Легкие, как ласточки, студенческие годы пролетели мгновенно. Даже быстрее, чем детство. В 1986 году сразу после института нас с Наташей благополучно распределили в сельскую школу в родную Кубиковскую черноземную область, в село Среднеспасское.
За областной и районный центры я не держался – служить в армии не очень хотелось. А на сельских учителей распространялась бронь.
…Мы приехали с Наташей в район в августе, накануне учебного года. Прошлись по селу. Увидели огромные колхозные поля, свежие невырубленные просеки. Село Среднеспасское состояло из двух больших улиц, вдоль которых виднелись низенькие одноэтажные бревенчатые избы с мезонинами. Магазин был один. Туда привозили белый хлеб (который местные жители ласково называли булочкой), черный ржаной хлеб, водку, жигулевское пиво и мыло. Еще иногда на прилавки выбрасывали консервы. За всем остальным приходилось ездить в райцентр.
Мы шли через огромное поле по узенькой протоптанной тропинке к старой двухэтажной деревянной школе, комья жирной питательной черноземной земли прилипали к нашим нелепым городским туфлям.
Поле перерастало в лес. Мы зашли и в лес – красивый, смешанный, правда, изрядно загаженный. Повсюду валялись пустые бутылки из-под водки и жигулевского пива…

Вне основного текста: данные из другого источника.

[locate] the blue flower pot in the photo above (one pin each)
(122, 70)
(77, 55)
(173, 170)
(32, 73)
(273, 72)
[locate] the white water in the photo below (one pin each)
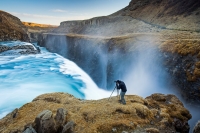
(24, 77)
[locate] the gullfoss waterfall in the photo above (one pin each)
(24, 77)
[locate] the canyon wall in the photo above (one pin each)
(11, 28)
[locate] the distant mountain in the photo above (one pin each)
(11, 28)
(140, 16)
(170, 14)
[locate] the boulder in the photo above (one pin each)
(29, 129)
(60, 118)
(44, 122)
(69, 127)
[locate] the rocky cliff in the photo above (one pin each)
(60, 112)
(11, 28)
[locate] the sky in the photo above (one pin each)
(55, 11)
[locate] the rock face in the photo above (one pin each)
(156, 113)
(11, 28)
(113, 41)
(197, 128)
(18, 48)
(35, 30)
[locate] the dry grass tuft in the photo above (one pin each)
(99, 115)
(152, 130)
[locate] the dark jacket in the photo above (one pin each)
(121, 86)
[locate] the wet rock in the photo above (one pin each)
(68, 128)
(197, 128)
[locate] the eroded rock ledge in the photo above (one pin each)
(60, 111)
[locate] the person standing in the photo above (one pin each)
(121, 85)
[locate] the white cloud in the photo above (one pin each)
(59, 10)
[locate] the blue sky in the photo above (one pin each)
(56, 11)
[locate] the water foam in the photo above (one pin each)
(23, 77)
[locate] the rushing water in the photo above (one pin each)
(23, 77)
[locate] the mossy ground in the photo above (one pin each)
(102, 116)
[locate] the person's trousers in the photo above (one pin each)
(122, 94)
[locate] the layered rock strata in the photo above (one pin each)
(11, 28)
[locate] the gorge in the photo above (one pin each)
(154, 46)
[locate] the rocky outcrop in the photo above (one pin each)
(45, 123)
(156, 113)
(11, 28)
(35, 30)
(19, 48)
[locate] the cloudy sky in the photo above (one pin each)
(55, 11)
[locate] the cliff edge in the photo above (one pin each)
(56, 112)
(11, 28)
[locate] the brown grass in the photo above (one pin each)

Реликтовые вековые сосны, подпирающие небо, росли вперемешку с мелкими и невзрачными кустарниками. На опушке мы заметили боярышник и волчью ягоду… Все рядом.
Посредине опушки возвышался муравейник, огромный, как Вавилон. Муравьи были заняты увлеченным и малопонятным делом – строили свою невероятную муравьиную цивилизацию.
Сосны, боярышник, волчья ягода, муравейник… Лес давал полное представление и о человеческой жизни…
…Директор школы – сорокапятилетний стареющий бородатый математик Сергей Петрович Носенко – встретил нас очень радушно, учителей в школе не хватало; он предоставил нам в бесплатное пользование просторную, пустующую и основательную избу-пятистенок и участок черноземной земли в двадцать пять соток. Газа и телефона в избе не было. Удобства – во дворе. Но посредине дома стояла внушительная русская печь с лежанкой, которая отапливала все четыре комнаты.
…Мы стали налаживать наш непростой крестьянский быт.
Дрова мне приходилось колоть самому, но я не расстраивался. Это была хорошая физкультура. Березовые чурбаки горели долго и хорошо, хотя и оставляли опасную копоть в дымоходе. Печка нагревалась не скоро, но держала тепло до утра.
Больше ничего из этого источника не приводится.